San Francisco native James A. McNamara Jr. is most widely known for his development of the McNamara Analysis, one of the most popular methods of cephalometric analyses. Circa 1983, McNamara’s research focused mainly on clinical modification of the growth of face and jaw.
He introduced this cephalometric analysis because there was a need for a method of cephalometric analysis that is sensitive to not only the position of one’s teeth within a given bone, but also to the relationship of one’s jaw elements and cranial base structures and how they relate to one another. Since, the McNamara analysis has become one of the most important tools of clinical and research orthodontics.
This analysis is one of the more recent additions to the contemporary textbooks on cephalometry. The textbook contains a list of the most well known cephalometric analyses including 23 analyses between the years 1946 and 1985 i.e. Wits Analysis, and Rickett’s Analysis. The majority of these analyses use references from small samples of Caucasians.
The McNamara analysis combines the anterior reference plane, the plane that runs perpendicularly to the Frankfurt horizontal through the nasion) with a description of the length of the patient’s jaw and the relationship between them. McNamara’s approach is the most suitable for diagnosis, treatment planning, and treatment evaluation. This goes for patients with skeletal discrepancies who may be candidates for dentofacial orthopedics and orthognathic surgery.
McNamara Analysis Advantages
The McNamara analysis relates several variables: teeth to teeth; teeth to jaws; each jaw to the other; and jaws to the cranial base. The analysis is a combination of elements of the Ricketts and Harvold approaches, using original measurements to create a more precise definition of jaw and tooth positions. According to this method, the anatomic Frankfort plane as well as the basion-nasion line are used as reference planes.

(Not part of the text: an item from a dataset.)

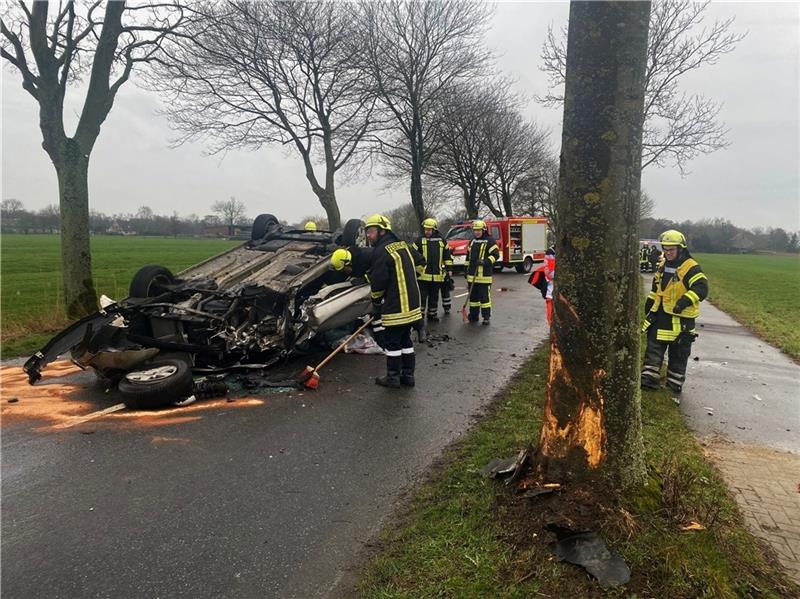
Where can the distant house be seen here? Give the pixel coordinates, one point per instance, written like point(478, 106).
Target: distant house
point(117, 229)
point(221, 231)
point(742, 243)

There are three main advantages of the McNamara analysis. Firstly it depends largely on linear measurements rather than angles. It analyzes the interarch relationship in the vertical plane as well as sagittal making them into one single integrated unit. Lastly, it helps to diagnose external conditions in the airway.
According to McNamara, the skeletal and dental components of the face are composed of the following planes and measurements used for skeletal study: Nasion perpendiculars (aka McNamara’s Vertical), linear distance from point A to nasion perpendicular, linear distance from point pog to nasion perpendicular, maxillary length, mandibular length, and lower anterior facial height. The planes and measurements used for the analysis of the airways are upper pharynx diameter and the lower pharynx diameter.
Analysis of Airways
The upper pharyngeal width is the smallest distance from the posterior pharyngeal wall to anterior half of the small plate outline. The normal for an adult is 17 +/- 4. The measurement marked with a decrease is only used as an indicator for possible upper airway impairment. For a more accurate diagnosis you’ll have to see a clinical otorhinolaryngologist for a clinical exam.

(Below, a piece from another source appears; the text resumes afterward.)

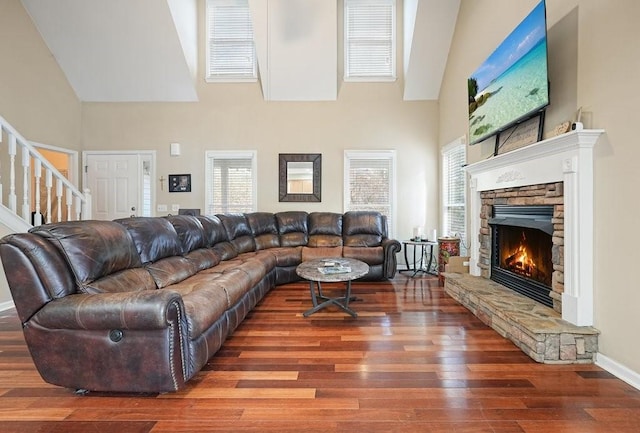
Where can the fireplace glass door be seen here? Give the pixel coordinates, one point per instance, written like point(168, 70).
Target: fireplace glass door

The lower pharyngeal width is measured on the mandibular plane from the posterior tongue to posterior pharyngeal wall. The norm for an adult women is 11.3 +/- 4, while the norm for an adult male is 13.5 +/- 4. Values that are less than 15 millimeters suggest that the anterior positioning of the tongue is either postural or there’s an enlargement of the tonsils.

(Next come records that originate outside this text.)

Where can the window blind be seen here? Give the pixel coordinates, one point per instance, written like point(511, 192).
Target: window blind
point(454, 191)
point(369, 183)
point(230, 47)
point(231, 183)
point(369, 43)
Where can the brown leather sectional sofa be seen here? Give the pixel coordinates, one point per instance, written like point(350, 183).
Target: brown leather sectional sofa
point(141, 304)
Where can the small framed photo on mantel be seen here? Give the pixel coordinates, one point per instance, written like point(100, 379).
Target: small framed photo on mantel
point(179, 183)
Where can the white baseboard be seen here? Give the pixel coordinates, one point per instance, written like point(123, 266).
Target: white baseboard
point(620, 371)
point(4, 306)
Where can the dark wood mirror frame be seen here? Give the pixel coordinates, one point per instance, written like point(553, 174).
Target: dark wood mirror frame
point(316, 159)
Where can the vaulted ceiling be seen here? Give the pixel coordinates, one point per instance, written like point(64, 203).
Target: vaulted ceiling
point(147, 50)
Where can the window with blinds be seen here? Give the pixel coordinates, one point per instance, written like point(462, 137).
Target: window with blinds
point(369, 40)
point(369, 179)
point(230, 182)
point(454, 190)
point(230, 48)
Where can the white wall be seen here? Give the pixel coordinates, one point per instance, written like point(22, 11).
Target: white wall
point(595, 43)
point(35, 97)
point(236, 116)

All of these components and measurements can be easily recorded and stored through CephX’s cloud based platform for cephalometric analyses. In cephalometrics, the landmarks, or points of measurement, often demonstrate the relationship of the maxillary teeth and mandibular teeth, the jaws to the teeth and the jaws to one another, and the jaws to the cranial base. By drawing a complex series of angle and plane values, doctors are able to create values to compare for each measurement series.